Friday, August 21, 2009

july reading

I do realise that I've almost lost the entire month of August by now, but I did read some things in July and this, briefly, is what I thought of them:

The Knife of Never Letting Go by Patrick Ness
This book glued itself to my fingers. I couldn't turn the pages fast enough, I couldn't read it fast enough. The speed of the story, the intensity of it, throttled me so that the only thing I could do was stay up long into the night and cram myself through the pages. Ness captures voices so finely and particularly that the characters burst out of them, and any extra description is just the layering of small detail because you've already heard them speak and you know, immediately, who they are.
It's not a subtle book, but it takes on a great deal of fear, anger, and violence, and the difference between running away from those things and facing them. It's the kind of story that needs the space that stripped down, broad strokes can give, and the characters are compelling enough so that you never feel like you are being dragged along behind them. You are inside the story with them, and you feel their world cracking open, and then closing in on them again. It's the most thrilling book I've read in a long time, as all the other ones that are meant to cause suspense and thrills have been distressingly tame lately. Not that they're necessarily bad, they just haven't been compelling enough for me to sacrifice my entire allotment of sleep to them.

The Sweetness at the Bottom of the Pie by Alan Bradley
This is (as one bookstore customer described this sort of book to me) "a cozy mystery despite the killing." I love the conceit of a very young, very brilliant, and very spoiled girl, who is also obsessed with chemistry, as the unofficial detective investigating a murder. I didn't find any of it believable, and the weird thing is that once I got over that, it didn't bother me very much. Flavia de Luce is only supposed to be eleven, but she doesn't sound like any eleven-year old I can imagine, not even the most prodigious or precocious.

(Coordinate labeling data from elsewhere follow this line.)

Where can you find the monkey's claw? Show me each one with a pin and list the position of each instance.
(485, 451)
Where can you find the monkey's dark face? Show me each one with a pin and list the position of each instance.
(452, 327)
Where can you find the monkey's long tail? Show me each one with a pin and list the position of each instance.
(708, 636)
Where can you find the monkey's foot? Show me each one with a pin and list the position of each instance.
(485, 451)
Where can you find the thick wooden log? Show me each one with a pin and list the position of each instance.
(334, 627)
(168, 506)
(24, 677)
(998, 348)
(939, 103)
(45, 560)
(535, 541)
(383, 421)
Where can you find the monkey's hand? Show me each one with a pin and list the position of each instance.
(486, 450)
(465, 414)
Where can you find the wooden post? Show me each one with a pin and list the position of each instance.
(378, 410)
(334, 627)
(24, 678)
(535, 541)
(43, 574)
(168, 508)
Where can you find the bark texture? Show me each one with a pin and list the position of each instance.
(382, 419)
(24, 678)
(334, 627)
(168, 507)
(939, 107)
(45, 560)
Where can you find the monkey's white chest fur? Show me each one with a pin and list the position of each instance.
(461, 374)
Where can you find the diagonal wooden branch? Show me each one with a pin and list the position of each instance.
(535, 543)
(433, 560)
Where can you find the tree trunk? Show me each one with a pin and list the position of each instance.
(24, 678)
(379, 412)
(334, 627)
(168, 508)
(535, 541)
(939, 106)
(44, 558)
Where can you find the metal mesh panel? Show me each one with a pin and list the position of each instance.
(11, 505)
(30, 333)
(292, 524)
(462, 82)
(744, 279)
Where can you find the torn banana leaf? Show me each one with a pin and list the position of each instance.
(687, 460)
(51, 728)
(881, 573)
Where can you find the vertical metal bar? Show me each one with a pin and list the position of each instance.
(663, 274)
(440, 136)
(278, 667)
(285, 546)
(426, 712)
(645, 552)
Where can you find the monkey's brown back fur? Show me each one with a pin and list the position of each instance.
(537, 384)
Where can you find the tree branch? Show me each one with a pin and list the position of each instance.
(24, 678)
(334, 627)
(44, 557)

It's an easily consumed book, sprinkled with quirky details about chemistry and postage stamps, and every now and then Bradley manages these elegant, shiny turns of phrase that satisfy completely, but I didn't find the mystery of it very compelling.

Little Brother by Cory Doctorow
I had been meaning to read this for several months. I'm not sure why it took me so long to get around to it. It's a well put together story, and potentially a very important book because of the way it shows the world, and where it could be going, and what anyone with a decent amount of independent thought and desire can do about it. I liked the directness of it, the way it takes the plain honesty that some YA books can have and uses it as a way to deliver both a story about people and a story about technology and politics. It made me think, and it made me notice things. The characters feel like real people: they sound like teenagers and they do things that teenagers would do, and there's this whole mess of feelings and confusion and ideals that makes them seem more defined instead of less. I also couldn't put this one down.

***
Things I learned this week:

It's "Google-plex," not "Google-land."

We do not have any serious books on Opus Dei in our store. (however, I did meet a man who told me that he was a member of Opus Dei for 25 years. I had to tell him that the only thing I know about the organization is that Dan Brown makes use of it in The Da Vinci Code.)

Taxidermied horse heads are disturbing, even if they do have jolly looking smiles. They remind me of poor Falada in "The Goose Girl."

2 comments:

Anonymous said...

There's a new book out in Opus Dei called Women of Opus Dei: In Their Own Words (The Crossroad Publishing Company).

Emily Jiang said...

"Google-plex" perhaps to distinguish itself from "Disney-land" -- and if you haven't read The Goose Girl by Shannon Hale...I am reminding you!